I try to build a beeline script to load a CSV file stored in HDFS to an external table in Hive. First I create an empty external table:
CREATE EXTERNAL TABLE IF NOT EXISTS db.table
(column string)
STORED AS AVRO
LOCATION '/foo/bar'
After that I checked if the table was created. And it was. I already loaded a CSV file into HDFS with:
hdfs dfs -put test.csv /temp/raw_csv
Now I want to load/insert (whatever) this CSV data to the external Hive table, but stored in Avro fromat (like defined in the create script). I tried it with this line:
LOAD DATA INPATH '/temp/raw_csv/test.csv' OVERWRITE INTO TABLE db.table
This line runs without an error, see the cmd output here:
. . . . . . . . . . . . . . . . . . . . . . .> . . . . . . . . . . . . . . . . . . . . . . .> INFO : Compiling command(queryId=hive_20201201130808_4120504b-6799-4833-83e7-5fa8ff8c6ca8): LOAD DATA INPATH '/temp/raw_csv/test.csv' OVERWRITE INTO TABLE db.table INFO : Semantic Analysis Completed INFO : Returning Hive schema: Schema(fieldSchemas:null, properties:null) INFO : Completed compiling command(queryId=hive_20201201130808_4120504b-6799-4833-83e7-5fa8ff8c6ca8); Time taken: 0.427 seconds INFO : Executing command(queryId=hive_20201201130808_4120504b-6799-4833-83e7-5fa8ff8c6ca8): LOAD DATA INPATH '/temp/raw_csv/test.csv' OVERWRITE INTO TABLE db.table INFO : Starting task [Stage-0:MOVE] in serial mode INFO : Loading data to table db.table from hdfs://temp/raw_csv/test.csv INFO : Starting task [Stage-1:STATS] in serial mode INFO : Table db.table stats: [numFiles=1, totalSize=45981179] INFO : Completed executing command(queryId=hive_20201201130808_4120504b-6799-4833-83e7-5fa8ff8c6ca8); Time taken: 0.376 seconds INFO : OK No rows affected (0.87 seconds)
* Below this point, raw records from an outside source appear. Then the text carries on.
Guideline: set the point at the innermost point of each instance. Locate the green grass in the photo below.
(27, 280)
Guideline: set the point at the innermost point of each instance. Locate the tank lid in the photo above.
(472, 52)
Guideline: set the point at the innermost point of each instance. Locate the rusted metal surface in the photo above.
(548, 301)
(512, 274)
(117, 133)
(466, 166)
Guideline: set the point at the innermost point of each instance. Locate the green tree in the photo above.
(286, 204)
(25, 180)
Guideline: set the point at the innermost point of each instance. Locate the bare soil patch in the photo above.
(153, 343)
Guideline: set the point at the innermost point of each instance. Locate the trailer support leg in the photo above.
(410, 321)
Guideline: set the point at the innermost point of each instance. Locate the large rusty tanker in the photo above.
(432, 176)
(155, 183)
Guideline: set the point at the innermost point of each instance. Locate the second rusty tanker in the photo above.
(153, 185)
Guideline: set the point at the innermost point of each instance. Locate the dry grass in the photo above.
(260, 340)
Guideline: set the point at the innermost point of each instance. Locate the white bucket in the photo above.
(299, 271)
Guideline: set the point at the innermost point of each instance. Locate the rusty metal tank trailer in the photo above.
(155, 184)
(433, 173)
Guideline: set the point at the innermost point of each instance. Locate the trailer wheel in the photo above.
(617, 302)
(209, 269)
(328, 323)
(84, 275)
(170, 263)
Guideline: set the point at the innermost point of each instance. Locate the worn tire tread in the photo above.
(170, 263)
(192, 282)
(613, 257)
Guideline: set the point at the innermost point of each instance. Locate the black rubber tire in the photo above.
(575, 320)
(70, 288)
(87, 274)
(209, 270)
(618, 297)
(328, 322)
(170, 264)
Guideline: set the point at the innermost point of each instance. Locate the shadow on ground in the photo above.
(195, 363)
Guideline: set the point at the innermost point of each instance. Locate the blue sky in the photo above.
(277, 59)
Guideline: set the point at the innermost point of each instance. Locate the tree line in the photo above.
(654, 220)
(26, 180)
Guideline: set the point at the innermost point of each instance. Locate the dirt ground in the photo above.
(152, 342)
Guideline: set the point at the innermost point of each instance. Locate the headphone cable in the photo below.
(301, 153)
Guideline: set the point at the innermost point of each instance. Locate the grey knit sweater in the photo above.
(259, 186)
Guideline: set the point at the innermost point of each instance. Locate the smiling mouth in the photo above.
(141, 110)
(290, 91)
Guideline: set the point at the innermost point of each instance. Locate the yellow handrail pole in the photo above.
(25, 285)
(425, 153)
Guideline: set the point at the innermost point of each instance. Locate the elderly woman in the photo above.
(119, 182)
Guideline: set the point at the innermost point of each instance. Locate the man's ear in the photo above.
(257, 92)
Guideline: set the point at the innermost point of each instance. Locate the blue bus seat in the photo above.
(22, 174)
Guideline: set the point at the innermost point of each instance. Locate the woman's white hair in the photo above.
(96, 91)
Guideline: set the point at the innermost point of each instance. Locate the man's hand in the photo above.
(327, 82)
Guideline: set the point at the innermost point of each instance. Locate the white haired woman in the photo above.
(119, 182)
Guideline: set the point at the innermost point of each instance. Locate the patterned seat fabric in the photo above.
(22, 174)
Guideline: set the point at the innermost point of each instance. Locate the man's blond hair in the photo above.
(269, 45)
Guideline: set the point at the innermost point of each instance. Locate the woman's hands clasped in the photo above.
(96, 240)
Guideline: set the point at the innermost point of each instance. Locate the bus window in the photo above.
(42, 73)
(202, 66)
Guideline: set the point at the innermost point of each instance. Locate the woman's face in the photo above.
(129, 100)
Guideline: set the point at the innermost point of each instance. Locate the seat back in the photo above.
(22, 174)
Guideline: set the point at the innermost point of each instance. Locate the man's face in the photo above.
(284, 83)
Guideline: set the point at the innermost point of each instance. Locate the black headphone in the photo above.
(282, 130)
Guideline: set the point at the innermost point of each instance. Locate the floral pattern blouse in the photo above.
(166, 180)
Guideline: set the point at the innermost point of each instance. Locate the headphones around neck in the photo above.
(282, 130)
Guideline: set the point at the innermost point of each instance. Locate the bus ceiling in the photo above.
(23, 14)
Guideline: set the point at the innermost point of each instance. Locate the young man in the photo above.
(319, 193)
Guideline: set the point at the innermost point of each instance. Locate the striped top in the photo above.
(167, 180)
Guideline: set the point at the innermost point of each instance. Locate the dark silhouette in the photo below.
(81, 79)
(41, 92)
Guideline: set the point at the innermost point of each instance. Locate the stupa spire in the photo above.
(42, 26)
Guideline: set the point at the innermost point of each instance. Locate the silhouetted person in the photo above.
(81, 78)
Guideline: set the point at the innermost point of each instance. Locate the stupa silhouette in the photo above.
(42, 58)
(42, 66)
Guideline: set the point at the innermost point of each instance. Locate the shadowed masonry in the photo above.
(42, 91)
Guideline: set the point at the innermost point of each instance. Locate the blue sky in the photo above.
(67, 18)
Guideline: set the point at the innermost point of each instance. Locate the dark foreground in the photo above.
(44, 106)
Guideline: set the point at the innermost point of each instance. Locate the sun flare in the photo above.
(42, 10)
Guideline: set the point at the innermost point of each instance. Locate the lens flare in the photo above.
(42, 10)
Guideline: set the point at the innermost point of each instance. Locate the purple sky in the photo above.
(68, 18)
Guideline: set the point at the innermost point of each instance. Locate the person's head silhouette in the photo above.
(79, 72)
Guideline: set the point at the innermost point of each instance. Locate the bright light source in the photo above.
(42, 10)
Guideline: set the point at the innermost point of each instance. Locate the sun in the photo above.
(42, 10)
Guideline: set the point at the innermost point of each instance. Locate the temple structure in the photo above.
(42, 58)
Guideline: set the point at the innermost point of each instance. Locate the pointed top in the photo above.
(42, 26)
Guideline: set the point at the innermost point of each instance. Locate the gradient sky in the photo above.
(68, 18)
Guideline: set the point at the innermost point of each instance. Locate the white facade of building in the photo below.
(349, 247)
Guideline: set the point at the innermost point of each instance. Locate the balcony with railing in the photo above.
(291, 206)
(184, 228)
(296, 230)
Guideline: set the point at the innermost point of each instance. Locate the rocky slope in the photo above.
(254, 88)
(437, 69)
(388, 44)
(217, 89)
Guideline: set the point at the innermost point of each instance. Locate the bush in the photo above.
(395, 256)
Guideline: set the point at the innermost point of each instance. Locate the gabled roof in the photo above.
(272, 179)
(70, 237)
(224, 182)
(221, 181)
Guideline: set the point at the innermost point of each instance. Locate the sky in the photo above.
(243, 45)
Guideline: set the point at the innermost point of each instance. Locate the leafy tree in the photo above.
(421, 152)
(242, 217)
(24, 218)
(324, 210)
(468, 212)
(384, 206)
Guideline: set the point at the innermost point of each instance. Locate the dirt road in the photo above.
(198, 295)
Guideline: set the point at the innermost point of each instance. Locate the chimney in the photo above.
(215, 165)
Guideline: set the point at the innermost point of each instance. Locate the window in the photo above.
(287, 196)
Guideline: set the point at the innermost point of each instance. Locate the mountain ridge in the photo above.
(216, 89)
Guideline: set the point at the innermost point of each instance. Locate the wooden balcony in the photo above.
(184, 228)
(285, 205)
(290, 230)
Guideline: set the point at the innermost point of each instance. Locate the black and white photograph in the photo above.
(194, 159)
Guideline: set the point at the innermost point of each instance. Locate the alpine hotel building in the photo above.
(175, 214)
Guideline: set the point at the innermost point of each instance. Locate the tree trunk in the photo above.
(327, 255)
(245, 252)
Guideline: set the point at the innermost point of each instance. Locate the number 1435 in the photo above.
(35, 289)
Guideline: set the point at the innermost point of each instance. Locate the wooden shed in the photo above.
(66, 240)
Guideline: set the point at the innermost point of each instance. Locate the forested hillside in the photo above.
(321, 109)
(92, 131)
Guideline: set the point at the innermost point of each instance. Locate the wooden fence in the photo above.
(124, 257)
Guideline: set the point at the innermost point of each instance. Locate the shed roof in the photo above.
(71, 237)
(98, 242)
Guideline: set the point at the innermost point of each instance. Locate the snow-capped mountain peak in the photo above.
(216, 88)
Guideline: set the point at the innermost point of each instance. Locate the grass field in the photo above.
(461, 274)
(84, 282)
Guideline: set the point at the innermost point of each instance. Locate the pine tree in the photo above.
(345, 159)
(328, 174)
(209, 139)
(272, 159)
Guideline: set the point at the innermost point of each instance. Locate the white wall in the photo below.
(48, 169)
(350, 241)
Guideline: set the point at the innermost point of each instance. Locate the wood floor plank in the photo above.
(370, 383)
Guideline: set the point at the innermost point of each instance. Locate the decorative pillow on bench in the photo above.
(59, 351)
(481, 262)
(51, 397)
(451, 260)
But if I want to select the table with following line, I get an error:
select * FROM db.test;
INFO : Compiling command(queryId=hive_20201201131414_79187a87-c5e6-4b54-aecc-54c15d9a4bfa): select * FROM db.test INFO : Semantic Analysis Completed INFO : Returning Hive schema: Schema(fieldSchemas:[FieldSchema(name:column, type:string, comment:null) INFO : Completed compiling command(queryId=hive_20201201131414_79187a87-c5e6-4b54-aecc-54c15d9a4bfa); Time taken: 0.243 seconds INFO : Executing command(queryId=hive_20201201131414_79187a87-c5e6-4b54-aecc-54c15d9a4bfa): select * FROM db.test INFO : Completed executing command(queryId=hive_20201201131414_79187a87-c5e6-4b54-aecc-54c15d9a4bfa); Time taken: 0.006 seconds INFO : OK Error: java.io.IOException: java.io.IOException: Not a data file. (state=,code=0)
Is it possible to load data from CSV to Hive Avro table with an beeline command? And/Or what will be a better way to load this data? I normally load 1-100 million rows of data.